= Rancho Las Uvas =

Mexican land grant in California

Rancho Las Uvas was a 11080 acre Mexican land grant in present-day Santa Clara County, California given in 1842 by Governor Juan Alvarado to Lorenzo Pinedo (often spelt Pineda). The name means "ranch of the grapes" and is derived from an abundance of wild grapes (Vitis californica) along the area's main watercourses. The grant was 3 miles west of present-day Morgan Hill, and covered the hilly area drained by the Uvas Creek and Llagas Creek, and is the site of present-day Uvas Reservoir.

==History==
Lorenzo Pinedo, arrived in California from Ecuador, the sole survivor of a shipwreck off the coast at Monterey. Lorenzo Pinedo married Maria del Carmen Berreyesa, the daughter of José de los Reyes Berreyesa, in 1839, and received the three square league grant in 1842. Lorenzo Pinedo died in 1852.

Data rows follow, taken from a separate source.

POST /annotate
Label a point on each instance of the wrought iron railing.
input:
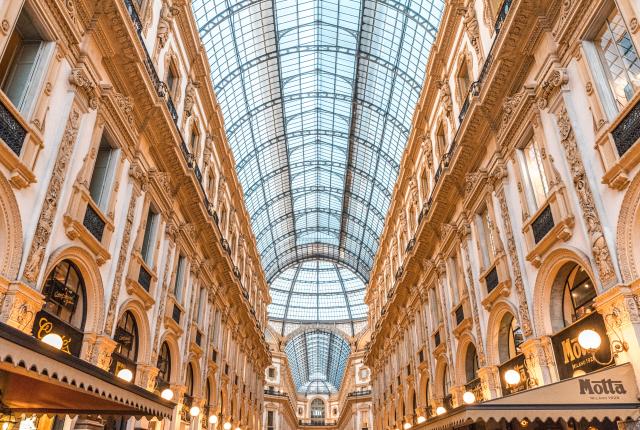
(502, 15)
(542, 224)
(11, 131)
(459, 314)
(176, 313)
(94, 223)
(627, 132)
(491, 280)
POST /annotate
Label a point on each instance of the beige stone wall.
(436, 289)
(103, 70)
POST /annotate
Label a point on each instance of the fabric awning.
(610, 393)
(36, 378)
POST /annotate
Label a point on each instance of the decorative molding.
(523, 308)
(586, 201)
(44, 226)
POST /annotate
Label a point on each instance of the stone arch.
(626, 233)
(136, 307)
(174, 349)
(499, 310)
(86, 263)
(10, 231)
(464, 343)
(546, 292)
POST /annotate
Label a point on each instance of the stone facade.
(537, 187)
(114, 167)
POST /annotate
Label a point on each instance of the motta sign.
(613, 385)
(571, 359)
(604, 386)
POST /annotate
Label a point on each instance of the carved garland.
(523, 308)
(472, 295)
(139, 181)
(50, 205)
(599, 245)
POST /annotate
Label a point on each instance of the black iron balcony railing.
(542, 224)
(11, 131)
(94, 223)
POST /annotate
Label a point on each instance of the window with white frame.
(23, 62)
(619, 58)
(536, 185)
(179, 281)
(149, 238)
(103, 173)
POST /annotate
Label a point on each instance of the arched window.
(164, 365)
(471, 363)
(509, 338)
(64, 294)
(317, 408)
(578, 294)
(126, 337)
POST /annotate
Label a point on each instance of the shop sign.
(45, 323)
(571, 359)
(475, 387)
(527, 380)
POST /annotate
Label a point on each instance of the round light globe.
(468, 397)
(125, 375)
(512, 377)
(589, 340)
(53, 339)
(167, 394)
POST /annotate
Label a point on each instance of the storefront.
(595, 401)
(38, 380)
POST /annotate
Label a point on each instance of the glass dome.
(317, 291)
(317, 358)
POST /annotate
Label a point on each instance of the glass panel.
(308, 90)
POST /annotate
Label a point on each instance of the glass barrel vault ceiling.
(317, 359)
(317, 98)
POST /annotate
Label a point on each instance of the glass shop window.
(619, 58)
(64, 294)
(535, 179)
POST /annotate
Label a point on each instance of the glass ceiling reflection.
(317, 359)
(317, 291)
(318, 98)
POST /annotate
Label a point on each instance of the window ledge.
(561, 229)
(617, 166)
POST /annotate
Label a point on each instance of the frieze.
(44, 226)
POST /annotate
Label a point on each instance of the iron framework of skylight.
(318, 98)
(317, 359)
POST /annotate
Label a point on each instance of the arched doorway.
(125, 354)
(64, 310)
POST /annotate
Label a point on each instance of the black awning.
(37, 378)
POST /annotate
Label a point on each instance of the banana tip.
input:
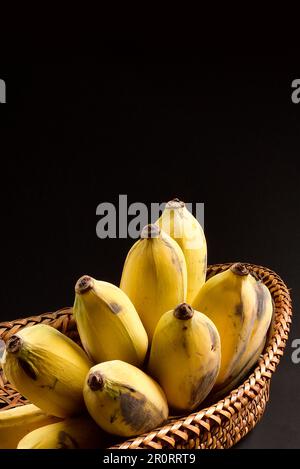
(183, 311)
(95, 381)
(14, 344)
(175, 203)
(239, 269)
(150, 231)
(84, 284)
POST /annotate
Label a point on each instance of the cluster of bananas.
(164, 339)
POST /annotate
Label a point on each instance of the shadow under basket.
(220, 425)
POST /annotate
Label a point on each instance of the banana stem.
(14, 344)
(150, 231)
(175, 203)
(183, 311)
(96, 381)
(84, 284)
(239, 269)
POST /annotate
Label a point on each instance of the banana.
(234, 381)
(182, 226)
(230, 300)
(108, 324)
(262, 321)
(185, 356)
(154, 276)
(18, 421)
(48, 368)
(123, 400)
(72, 433)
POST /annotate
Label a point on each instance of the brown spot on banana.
(233, 381)
(28, 369)
(213, 336)
(239, 311)
(115, 307)
(261, 296)
(139, 414)
(239, 269)
(66, 441)
(150, 231)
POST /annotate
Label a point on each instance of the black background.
(81, 130)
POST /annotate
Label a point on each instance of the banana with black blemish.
(72, 433)
(16, 422)
(236, 303)
(263, 317)
(107, 322)
(48, 368)
(181, 225)
(123, 400)
(185, 356)
(154, 276)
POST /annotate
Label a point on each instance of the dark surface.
(81, 132)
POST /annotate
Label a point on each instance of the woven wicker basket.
(222, 424)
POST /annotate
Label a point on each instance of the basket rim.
(222, 409)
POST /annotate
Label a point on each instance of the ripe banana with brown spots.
(154, 276)
(72, 433)
(241, 309)
(48, 368)
(185, 356)
(108, 324)
(123, 400)
(181, 225)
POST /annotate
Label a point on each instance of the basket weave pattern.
(222, 424)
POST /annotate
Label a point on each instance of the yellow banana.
(123, 400)
(262, 321)
(108, 324)
(236, 380)
(229, 299)
(182, 226)
(154, 276)
(185, 356)
(72, 433)
(48, 368)
(18, 421)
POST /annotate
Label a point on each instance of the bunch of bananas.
(165, 338)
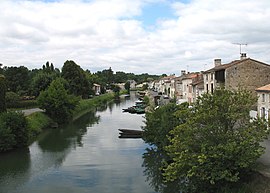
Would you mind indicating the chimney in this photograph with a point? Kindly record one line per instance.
(217, 62)
(183, 72)
(243, 56)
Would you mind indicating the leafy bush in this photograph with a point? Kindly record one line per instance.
(3, 89)
(217, 144)
(56, 101)
(14, 131)
(12, 99)
(38, 121)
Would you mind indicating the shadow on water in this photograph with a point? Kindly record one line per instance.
(14, 169)
(153, 161)
(69, 135)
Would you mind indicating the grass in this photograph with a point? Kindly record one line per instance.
(88, 105)
(37, 122)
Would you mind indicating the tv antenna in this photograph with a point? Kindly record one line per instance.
(240, 46)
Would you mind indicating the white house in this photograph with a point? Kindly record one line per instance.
(264, 101)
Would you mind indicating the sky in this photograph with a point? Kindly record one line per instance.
(138, 36)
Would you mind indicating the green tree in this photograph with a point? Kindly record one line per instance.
(56, 101)
(76, 78)
(41, 82)
(12, 99)
(17, 78)
(217, 144)
(2, 94)
(127, 86)
(160, 122)
(14, 131)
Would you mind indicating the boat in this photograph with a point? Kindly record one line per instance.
(130, 133)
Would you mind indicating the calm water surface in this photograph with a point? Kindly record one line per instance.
(85, 156)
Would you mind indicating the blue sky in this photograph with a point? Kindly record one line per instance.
(139, 36)
(153, 12)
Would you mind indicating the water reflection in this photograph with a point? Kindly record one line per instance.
(69, 135)
(14, 169)
(85, 156)
(153, 161)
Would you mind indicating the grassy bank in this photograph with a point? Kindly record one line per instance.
(39, 121)
(88, 105)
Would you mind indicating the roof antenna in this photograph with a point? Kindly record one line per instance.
(240, 45)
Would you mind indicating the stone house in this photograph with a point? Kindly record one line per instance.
(187, 91)
(245, 73)
(263, 101)
(97, 89)
(197, 86)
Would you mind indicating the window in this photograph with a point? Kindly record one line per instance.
(263, 112)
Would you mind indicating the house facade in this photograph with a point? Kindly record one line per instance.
(245, 73)
(263, 101)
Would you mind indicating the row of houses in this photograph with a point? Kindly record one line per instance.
(247, 73)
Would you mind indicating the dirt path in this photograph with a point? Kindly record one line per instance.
(27, 112)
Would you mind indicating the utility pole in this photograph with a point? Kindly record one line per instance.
(240, 46)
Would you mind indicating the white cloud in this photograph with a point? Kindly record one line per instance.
(102, 33)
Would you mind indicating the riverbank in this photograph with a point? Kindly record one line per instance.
(39, 121)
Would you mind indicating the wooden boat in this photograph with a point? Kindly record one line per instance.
(129, 133)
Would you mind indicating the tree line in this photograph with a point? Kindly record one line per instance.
(57, 92)
(210, 147)
(25, 82)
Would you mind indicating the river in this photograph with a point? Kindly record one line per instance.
(84, 156)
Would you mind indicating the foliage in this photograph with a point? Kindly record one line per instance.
(76, 78)
(146, 100)
(217, 143)
(12, 99)
(127, 86)
(17, 79)
(41, 82)
(37, 122)
(159, 123)
(2, 94)
(87, 105)
(56, 101)
(13, 131)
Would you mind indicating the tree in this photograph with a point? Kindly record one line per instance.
(159, 123)
(17, 78)
(76, 78)
(12, 99)
(2, 94)
(41, 82)
(14, 131)
(217, 144)
(56, 101)
(127, 86)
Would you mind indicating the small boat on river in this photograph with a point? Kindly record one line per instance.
(130, 133)
(139, 108)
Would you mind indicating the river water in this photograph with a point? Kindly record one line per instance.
(85, 156)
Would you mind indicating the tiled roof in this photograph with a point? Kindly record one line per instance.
(265, 88)
(189, 75)
(235, 62)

Martin Murphy Sr. had brought his family to California with the Stephens-Townsend-Murphy Party in 1844. Martin Murphy Sr. purchased Rancho Ojo del Agua de la Coche. Martin Murphy's son, Bernard Murphy, purchased Rancho La Polka on the east boundary of Rancho San Francisco de las Llagas and Rancho Las Uvas on the western boundary of Rancho Ojo de Agua de la Coche. Bernard Murphy was killed in the explosion of the steamboat Jenny Lind en route from Alviso to San Francisco on April 11, 1853.

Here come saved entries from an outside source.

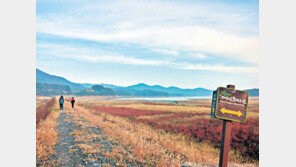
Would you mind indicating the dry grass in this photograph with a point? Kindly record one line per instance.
(43, 109)
(154, 147)
(46, 138)
(169, 108)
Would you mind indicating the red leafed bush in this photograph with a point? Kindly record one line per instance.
(125, 112)
(43, 110)
(245, 137)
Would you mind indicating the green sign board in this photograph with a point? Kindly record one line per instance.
(214, 100)
(231, 104)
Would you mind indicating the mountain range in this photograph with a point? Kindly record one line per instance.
(140, 89)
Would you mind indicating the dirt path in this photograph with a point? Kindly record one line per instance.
(81, 144)
(65, 142)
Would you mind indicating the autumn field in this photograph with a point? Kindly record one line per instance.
(173, 133)
(139, 133)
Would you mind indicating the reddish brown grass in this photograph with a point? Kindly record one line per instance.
(46, 138)
(43, 110)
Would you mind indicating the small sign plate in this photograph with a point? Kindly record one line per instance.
(214, 100)
(231, 104)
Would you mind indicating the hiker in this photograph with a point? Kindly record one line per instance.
(72, 102)
(61, 100)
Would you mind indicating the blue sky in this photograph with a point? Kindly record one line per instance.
(187, 44)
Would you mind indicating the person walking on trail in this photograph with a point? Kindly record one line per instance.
(61, 100)
(72, 102)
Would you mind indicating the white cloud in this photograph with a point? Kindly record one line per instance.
(170, 26)
(165, 51)
(97, 55)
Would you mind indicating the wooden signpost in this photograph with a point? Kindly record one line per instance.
(229, 105)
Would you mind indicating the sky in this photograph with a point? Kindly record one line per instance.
(186, 43)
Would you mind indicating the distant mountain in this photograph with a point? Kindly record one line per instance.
(97, 90)
(43, 89)
(172, 91)
(140, 89)
(43, 77)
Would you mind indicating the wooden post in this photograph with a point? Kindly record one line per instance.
(225, 140)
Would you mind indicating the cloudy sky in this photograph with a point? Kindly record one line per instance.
(170, 43)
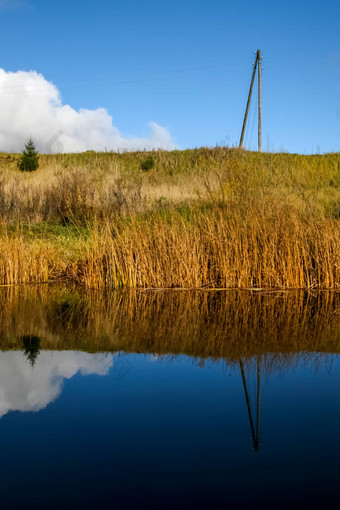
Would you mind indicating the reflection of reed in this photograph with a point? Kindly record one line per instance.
(229, 325)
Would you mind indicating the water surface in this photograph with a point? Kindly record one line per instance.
(157, 401)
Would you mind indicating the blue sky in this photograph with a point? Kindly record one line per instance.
(186, 65)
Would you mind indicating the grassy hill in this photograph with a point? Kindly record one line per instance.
(190, 219)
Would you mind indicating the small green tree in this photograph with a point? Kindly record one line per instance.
(29, 160)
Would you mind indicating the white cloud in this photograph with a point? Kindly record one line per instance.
(31, 105)
(25, 389)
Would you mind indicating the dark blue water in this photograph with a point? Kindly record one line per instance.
(79, 430)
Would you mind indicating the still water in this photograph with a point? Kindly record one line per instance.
(184, 401)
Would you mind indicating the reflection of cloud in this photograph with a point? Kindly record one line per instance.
(24, 389)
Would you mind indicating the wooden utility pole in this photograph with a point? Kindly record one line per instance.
(248, 102)
(257, 65)
(260, 102)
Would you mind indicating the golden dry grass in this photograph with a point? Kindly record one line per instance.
(204, 218)
(229, 325)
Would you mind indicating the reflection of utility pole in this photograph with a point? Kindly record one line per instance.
(255, 433)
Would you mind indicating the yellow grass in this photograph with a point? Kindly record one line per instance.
(229, 325)
(205, 218)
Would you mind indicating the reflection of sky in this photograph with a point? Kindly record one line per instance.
(25, 389)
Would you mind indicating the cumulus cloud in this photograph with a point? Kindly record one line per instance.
(24, 389)
(32, 106)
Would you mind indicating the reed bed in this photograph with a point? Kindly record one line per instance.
(226, 325)
(210, 218)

With the cession of California to the United States following the Mexican-American War, the 1848 Treaty of Guadalupe Hidalgo provided that the land grants would be honored. As required by the Land Act of 1851, a claim for Rancho Las Uvas was filed by Bernard Murphy with the Public Land Commission in 1852, and the grant was patented to Martin J. C. Murphy (1853–1872), son of Bernard Murphy, in 1860.